Firms don’t want to be beholden to just one cloud services provider to handle their data and applications. What problems and choices does this pose? Is it a firm’s responsibility to have automation and cloud agnostic tools in place, such as CI/CD – continuous integration and deployment –, or should that be the responsibility of their service providers?
In this article, we’ll take a 50,000 foot view and discuss what it means to be cloud neutral, why it’s important, the challenges for financial firms and providers of cloud-based financial services solutions alike, and what are the benefits.
What does it mean for a data management solution’s provider to be cloud neutral?
Being cloud neutral means that your software is not dependent on, or tied to, one particular cloud service provider. For example, as a solution provider of a data management solution, let’s say you have deployed a data management system on Google Cloud Platform (GCP) for a financial firm – you’ve set-up the solution, configured rules and workflows within and around it, and your customer’s up/downstream systems and data feeds are connected to it. Being cloud neutral means that at your customer’s request you can as easily set-up or switch that environment into a different cloud services provider, such as Amazon Web Services (AWS). This is much easier said than done, of course, but that is what it means for a solutions vendor such as GoldenSource to be cloud neutral.

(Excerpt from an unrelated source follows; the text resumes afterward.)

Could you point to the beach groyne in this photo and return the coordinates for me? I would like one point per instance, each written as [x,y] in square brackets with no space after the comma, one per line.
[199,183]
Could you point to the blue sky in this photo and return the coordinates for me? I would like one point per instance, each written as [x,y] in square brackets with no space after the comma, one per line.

What are the challenges of cloud neutrality?
The challenge for firms seeking cloud neutrality for their data operations is to figure out if they can – on their own – continuously integrate the latest cloud services in an agnostic way. While large buy-side firms and large banks have more flexibility and can take time to assess their cloud use and cloud platform choices, smaller firms cannot – and once a firm has an arrangement in place, it may get very complicated to unwind it or take it away.

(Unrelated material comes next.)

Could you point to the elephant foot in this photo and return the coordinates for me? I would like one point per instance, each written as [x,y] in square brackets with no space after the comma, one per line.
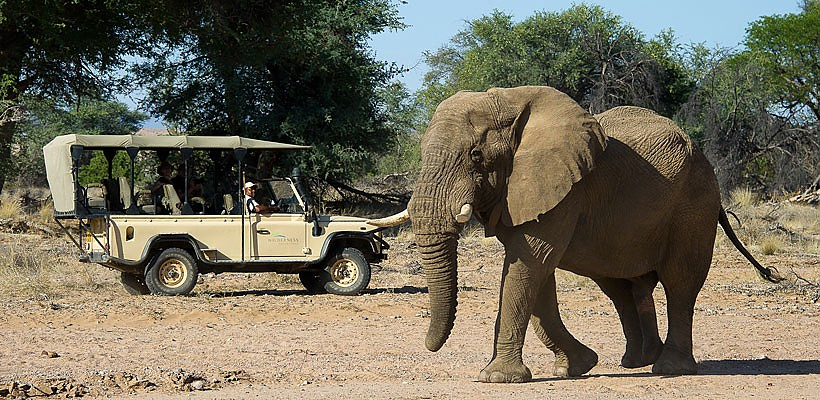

In addition, trying to have the utmost flexibility on one’s own can get expensive due to public cloud pricing model. This is especially true if a firm is locked in to a commitment to a fixed capacity on a monolithic cloud server, where any overage to cope with a spike in data means charges for going over capacity.
While security concerns regarding cloud data management have been mitigated in recent years, security is still of paramount importance. Keeping their client data confidential while facilitating cloud computing, as well as adhering to compliance requirements around the data, will always be a prerequisite – and while the firms themselves have extensive security tools to protect their data, a firm may need a different set of security tools for each cloud data services provider it uses. In this respect, a firm would need to limit how many security providers it had to use to get necessary economies of scale.
Finally, handling all of these data-related operations functions and automation integration – and making them compatible with every other part of the firm’s functions – is a tall order.
Why is cloud neutrality important for financial markets participants and solutions vendors?
For larger financial groups, distributing a system landscape among several of the major cloud services providers, such as AWS, GCP or Microsoft Azure, prevents being beholden to any one provider. It dilutes catastrophic ‘single point of failure’ cyber risk and provides the opportunity to benefit commercially from the natural competition between providers vying for a larger slice of the pie.
Solutions vendors, whilst perhaps having a preference among the cloud services providers, often based on the compatibility and ease of using their tooling for setting up and maintaining environments, need to be able to run their software and provide their services with the cloud provider of their customer’s choice. This solution generally provides more optimized integration with cloud provider. However, there is significant interoperability stemming from the architecture of cloud services, so the vendor of software-as-a-service (SaaS) doesn’t need to run their applications on the same cloud provider as the client receiving the services.